How to Extract Text from Scanned Documents with MATLAB
From the series: “How To” Video Series for Biomedical and Pharmaceutical Applications
Learn how to quickly extract text from your scanned documents using MATLAB®. To do so, you’ll first see how to convert a PDF to an image, which will then allow you to perform optical character recognition (OCR) in just one line of code. The ocr
function also returns properties about the individually recognized words and characters. You’ll see how these properties can then be used to locate and assess the confidence of the recognized text.
Published: 20 Mar 2022
Hello, everyone. Paul here from MathWorks. Today, I'm going to show you how you can use optical character recognition, OCR, to automatically extract text from a scanned document. Since most medical documents contain sensitive personal information, we'll be working with a mock laboratory report containing the health screening results for a fictitious patient.

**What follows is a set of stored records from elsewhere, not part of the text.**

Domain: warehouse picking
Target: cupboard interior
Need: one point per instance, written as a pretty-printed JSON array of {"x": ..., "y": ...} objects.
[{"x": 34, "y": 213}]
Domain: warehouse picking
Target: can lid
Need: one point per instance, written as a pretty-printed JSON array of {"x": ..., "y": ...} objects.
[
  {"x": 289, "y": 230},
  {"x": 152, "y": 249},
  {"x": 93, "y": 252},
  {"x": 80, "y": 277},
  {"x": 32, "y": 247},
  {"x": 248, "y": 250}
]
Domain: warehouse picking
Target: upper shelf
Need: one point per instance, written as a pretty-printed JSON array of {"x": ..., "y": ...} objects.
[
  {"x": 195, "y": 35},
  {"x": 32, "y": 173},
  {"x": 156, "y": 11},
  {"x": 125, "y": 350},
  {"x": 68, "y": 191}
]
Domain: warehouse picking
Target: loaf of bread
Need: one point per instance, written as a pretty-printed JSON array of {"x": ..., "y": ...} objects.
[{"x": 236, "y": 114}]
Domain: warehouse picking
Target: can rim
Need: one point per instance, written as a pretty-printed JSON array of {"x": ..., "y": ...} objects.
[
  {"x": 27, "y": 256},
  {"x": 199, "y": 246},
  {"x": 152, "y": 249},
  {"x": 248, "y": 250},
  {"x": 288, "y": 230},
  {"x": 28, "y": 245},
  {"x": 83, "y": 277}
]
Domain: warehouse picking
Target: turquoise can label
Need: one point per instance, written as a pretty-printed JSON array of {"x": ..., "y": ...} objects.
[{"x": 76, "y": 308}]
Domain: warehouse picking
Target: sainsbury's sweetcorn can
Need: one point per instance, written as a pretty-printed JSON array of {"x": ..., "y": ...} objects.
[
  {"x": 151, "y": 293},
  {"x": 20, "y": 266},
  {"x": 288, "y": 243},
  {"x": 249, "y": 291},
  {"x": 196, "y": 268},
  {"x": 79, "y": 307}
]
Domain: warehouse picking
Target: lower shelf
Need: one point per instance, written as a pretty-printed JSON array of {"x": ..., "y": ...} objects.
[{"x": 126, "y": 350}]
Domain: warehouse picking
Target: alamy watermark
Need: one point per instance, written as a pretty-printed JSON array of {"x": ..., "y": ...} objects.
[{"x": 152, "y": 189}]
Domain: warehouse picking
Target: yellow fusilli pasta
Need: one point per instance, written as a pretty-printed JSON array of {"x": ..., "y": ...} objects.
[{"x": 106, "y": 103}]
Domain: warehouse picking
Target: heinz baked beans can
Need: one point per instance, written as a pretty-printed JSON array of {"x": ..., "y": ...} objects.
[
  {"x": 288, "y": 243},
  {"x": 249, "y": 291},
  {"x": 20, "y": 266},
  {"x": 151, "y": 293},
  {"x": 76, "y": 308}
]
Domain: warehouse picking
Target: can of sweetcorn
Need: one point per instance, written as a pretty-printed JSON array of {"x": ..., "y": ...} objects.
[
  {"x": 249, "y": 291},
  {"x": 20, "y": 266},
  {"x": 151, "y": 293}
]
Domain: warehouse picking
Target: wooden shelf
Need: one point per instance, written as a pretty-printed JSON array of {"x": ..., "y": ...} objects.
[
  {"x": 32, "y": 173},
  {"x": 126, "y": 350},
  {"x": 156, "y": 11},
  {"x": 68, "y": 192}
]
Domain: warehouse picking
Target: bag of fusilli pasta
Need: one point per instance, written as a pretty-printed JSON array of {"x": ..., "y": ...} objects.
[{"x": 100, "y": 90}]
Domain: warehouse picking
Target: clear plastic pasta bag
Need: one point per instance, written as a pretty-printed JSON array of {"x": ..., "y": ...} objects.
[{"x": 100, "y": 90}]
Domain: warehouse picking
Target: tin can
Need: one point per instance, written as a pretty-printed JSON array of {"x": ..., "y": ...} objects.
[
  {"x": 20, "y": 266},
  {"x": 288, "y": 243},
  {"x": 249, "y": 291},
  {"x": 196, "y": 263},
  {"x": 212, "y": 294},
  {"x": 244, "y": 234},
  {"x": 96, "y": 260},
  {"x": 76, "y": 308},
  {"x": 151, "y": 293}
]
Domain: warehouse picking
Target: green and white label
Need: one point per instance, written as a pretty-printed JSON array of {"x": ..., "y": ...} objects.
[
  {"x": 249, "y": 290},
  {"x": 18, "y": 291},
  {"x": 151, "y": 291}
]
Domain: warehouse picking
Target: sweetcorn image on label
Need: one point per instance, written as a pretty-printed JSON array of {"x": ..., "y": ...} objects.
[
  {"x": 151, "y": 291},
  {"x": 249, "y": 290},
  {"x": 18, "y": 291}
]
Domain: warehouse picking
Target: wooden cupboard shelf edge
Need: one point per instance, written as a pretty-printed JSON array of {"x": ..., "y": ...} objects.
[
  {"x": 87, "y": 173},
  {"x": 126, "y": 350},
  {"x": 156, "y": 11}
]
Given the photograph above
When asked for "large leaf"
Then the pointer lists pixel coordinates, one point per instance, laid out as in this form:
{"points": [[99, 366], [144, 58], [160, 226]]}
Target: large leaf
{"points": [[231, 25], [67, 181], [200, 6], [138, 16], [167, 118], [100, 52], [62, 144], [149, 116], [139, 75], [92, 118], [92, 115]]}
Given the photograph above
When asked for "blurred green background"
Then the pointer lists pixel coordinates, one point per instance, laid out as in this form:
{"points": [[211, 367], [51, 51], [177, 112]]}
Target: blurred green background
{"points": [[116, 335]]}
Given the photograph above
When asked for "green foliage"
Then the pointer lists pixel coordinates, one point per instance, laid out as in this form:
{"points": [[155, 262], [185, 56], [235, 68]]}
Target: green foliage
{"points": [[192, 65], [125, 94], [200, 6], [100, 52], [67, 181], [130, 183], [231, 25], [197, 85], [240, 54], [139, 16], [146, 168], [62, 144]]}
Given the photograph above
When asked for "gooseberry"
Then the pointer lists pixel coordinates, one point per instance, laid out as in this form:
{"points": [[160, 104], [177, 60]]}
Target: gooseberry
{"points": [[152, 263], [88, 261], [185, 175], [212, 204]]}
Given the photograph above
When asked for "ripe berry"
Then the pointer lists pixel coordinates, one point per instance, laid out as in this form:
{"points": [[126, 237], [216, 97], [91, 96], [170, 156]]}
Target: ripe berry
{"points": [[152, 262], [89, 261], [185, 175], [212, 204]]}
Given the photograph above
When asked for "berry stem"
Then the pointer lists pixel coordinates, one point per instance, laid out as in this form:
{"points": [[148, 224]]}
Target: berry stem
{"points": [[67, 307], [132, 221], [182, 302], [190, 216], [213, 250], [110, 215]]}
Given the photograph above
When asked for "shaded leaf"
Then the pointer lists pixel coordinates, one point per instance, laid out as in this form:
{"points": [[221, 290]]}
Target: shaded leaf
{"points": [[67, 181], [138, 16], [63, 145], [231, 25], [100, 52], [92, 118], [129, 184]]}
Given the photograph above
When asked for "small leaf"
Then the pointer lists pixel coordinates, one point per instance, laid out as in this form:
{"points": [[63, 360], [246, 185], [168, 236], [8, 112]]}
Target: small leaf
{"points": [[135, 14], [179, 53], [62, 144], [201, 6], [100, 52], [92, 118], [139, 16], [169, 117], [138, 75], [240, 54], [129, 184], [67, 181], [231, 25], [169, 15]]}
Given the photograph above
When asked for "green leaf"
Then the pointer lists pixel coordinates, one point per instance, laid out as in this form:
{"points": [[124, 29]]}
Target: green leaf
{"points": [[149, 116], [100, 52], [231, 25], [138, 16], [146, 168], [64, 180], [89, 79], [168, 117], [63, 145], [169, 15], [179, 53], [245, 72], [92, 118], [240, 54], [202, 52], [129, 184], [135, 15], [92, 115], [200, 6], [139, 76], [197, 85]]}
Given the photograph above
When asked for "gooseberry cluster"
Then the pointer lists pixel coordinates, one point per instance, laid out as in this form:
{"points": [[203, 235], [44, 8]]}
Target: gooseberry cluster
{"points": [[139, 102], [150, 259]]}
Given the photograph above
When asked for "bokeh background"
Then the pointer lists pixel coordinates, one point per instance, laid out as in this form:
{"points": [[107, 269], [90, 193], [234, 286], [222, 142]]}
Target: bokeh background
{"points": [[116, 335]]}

Here you see the scanned document from which we'll be extracting text. In particular, we'll be extracting the numeric data in the Result column and storing it in a table along with the corresponding string data from the Test Name column. Since this is a made-up example, we'll also have access to the underlying data table that was used to populate the mock laboratory report. As such, at the end, we'll evaluate the OCR performance by comparing the extracted values with the actual reported value stored in this Excel spreadsheet.
Optical character recognition can be implemented in MATLAB in just one line of code. However, unlike extracting text from a native electronic document, to extract text from a scanned document, we must first convert the PDF to an image. MATLAB ships with the Apache PDFBox Java library, which allows importing and rendering PDF files. To do so, we'll use the PDF to IMG function, found on MATLAB Answers, to import our scanned PDF and save it as an image.

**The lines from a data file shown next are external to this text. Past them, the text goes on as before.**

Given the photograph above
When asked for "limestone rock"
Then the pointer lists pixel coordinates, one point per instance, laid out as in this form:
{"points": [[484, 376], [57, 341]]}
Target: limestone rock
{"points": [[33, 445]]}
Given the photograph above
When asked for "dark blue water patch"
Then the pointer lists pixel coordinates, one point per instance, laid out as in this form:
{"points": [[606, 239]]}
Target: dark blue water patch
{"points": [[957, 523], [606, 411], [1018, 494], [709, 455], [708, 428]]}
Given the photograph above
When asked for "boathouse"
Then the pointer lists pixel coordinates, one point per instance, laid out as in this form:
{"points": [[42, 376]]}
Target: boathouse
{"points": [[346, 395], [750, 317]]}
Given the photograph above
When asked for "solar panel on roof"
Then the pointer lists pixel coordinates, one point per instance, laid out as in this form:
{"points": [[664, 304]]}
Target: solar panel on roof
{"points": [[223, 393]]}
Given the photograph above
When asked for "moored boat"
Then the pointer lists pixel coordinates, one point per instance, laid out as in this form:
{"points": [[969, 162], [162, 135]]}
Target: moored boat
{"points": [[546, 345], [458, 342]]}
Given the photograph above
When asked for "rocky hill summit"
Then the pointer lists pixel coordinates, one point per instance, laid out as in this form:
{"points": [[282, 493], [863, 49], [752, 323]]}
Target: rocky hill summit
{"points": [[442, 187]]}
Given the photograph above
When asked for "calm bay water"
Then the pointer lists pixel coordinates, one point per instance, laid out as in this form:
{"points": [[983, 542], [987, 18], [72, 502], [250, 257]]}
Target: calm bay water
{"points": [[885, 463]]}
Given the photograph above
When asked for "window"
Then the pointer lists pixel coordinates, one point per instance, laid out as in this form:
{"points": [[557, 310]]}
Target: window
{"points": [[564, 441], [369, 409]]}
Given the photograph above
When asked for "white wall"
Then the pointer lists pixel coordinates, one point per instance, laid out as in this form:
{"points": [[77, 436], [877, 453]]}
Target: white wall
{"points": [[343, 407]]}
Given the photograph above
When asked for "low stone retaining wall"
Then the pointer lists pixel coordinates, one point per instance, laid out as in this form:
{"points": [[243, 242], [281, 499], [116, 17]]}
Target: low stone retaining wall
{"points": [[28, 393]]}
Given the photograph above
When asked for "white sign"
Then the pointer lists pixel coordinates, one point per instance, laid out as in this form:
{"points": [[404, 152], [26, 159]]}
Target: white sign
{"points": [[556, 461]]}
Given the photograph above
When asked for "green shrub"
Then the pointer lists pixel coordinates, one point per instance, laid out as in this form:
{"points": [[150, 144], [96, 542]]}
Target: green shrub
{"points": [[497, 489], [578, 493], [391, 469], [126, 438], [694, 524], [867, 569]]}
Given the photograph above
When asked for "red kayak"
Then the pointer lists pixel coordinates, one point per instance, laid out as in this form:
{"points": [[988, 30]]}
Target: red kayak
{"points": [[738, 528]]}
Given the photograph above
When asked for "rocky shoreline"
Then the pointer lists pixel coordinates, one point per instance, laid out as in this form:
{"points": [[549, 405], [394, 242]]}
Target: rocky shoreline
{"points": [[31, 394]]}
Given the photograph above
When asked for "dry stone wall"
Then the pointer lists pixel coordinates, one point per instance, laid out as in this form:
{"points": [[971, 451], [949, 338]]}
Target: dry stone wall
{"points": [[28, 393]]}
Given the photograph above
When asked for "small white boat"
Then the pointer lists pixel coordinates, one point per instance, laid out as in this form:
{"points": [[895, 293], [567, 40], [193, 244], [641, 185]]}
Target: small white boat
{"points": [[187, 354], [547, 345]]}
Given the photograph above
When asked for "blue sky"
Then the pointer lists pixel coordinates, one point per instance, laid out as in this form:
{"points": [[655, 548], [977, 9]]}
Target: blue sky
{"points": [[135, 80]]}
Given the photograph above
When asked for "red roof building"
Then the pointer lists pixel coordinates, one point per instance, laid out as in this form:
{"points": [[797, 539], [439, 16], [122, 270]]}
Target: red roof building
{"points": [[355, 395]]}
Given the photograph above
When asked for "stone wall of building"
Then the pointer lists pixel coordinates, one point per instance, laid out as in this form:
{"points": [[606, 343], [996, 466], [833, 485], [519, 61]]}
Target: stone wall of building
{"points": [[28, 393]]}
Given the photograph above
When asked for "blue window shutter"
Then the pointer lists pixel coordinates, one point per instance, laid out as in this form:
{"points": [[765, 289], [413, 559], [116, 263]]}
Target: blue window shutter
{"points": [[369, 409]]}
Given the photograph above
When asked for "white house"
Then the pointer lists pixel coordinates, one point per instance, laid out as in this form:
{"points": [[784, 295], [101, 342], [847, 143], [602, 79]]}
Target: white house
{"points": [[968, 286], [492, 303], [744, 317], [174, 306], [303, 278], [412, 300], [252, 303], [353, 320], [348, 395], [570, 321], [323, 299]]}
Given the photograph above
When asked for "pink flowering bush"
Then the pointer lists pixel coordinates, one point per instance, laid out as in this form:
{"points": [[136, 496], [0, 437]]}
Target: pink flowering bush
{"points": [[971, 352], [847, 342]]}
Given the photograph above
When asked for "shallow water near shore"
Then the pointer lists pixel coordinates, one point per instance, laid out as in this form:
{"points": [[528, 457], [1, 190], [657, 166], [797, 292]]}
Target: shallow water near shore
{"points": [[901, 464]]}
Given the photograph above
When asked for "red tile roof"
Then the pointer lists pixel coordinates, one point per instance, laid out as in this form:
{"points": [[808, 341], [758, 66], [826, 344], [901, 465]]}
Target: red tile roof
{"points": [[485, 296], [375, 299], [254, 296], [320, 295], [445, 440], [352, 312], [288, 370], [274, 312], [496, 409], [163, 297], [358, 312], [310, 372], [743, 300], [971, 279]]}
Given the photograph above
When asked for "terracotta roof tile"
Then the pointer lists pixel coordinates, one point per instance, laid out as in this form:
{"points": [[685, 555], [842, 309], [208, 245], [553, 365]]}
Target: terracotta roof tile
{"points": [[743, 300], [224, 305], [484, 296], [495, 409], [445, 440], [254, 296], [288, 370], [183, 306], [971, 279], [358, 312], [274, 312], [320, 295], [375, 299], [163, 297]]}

Once converted, we can view the resulting image using the imshow command. We could then perform OCR on the entire image and parse out the desired extracted values afterwards. However, you can often achieve better performance by focusing on specific regions of interest. Selection of these regions could be automated based on certain features in the image or performed manually using the imcrop command as you see here.
Since we selected a region that only contains numeric data, we can reduce the character set to ensure no numbers are mistaken for other characters. For example, depending on the font, zeros and ones can look very similar to uppercase O's and lowercase L's, respectively. And since we selected a small region, we'll also specify the text layout should be treated as a block of text, as opposed to a single line or word.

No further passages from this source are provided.